Voy a pasar Dr. Dream para este perfil, la continuaré, no me importa porque disfruto de escribir y disfruto de que ustedes lean y dejen comentarios. ¿Cuánto tarde en actualizar? Bueno, prometo que iré acostumbrándome, prometo ajustar las cosas con el trabajo, con mis cursos nuevos y demás actividades ¿de acuerdo? No puedo asegurar que sea semanal como antes, pero no quiero que sea tan largo como en estos meses.

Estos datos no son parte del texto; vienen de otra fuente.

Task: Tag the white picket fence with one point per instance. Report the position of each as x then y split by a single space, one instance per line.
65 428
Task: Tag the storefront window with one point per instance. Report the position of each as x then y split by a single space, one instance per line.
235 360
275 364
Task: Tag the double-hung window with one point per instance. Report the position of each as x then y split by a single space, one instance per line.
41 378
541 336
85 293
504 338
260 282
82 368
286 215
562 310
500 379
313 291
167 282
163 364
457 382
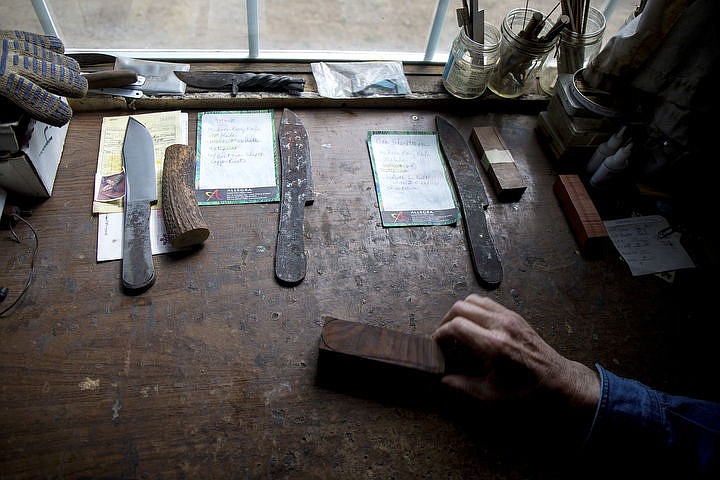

Necesitaba desconectarme un poco de este mundo, vivir mis dolores, crecer un poco y sobre todo ser valiente y hacerme cargo de mí.
De nuevo, lamento mucho la tardanza, lamento mucho no responder a sus comentarios. De hecho, no es porque no quiera hacerlo, sino porque quiero disculparme con todos los lectores sin importar que dejen o no comentarios. Todos ustedes han estado conmigo desde el principio y es una grosería dejar esta historia sin un final, sobre todo es una grosería para ustedes el haber pensado en dejarla así, como muchas otras historias que están abiertas y listo… desaparecer porque se nos antoja es desagradable.
Realmente estoy muy apenado con ustedes y espero puedan disculparme, así que… para la próxima responderé a sus comentarios, lo importante aquí era decirles que no, no dejaré que la ansiedad o miedo que me genera una persona destruya lo que hemos construido. Así que nos leemos pronto.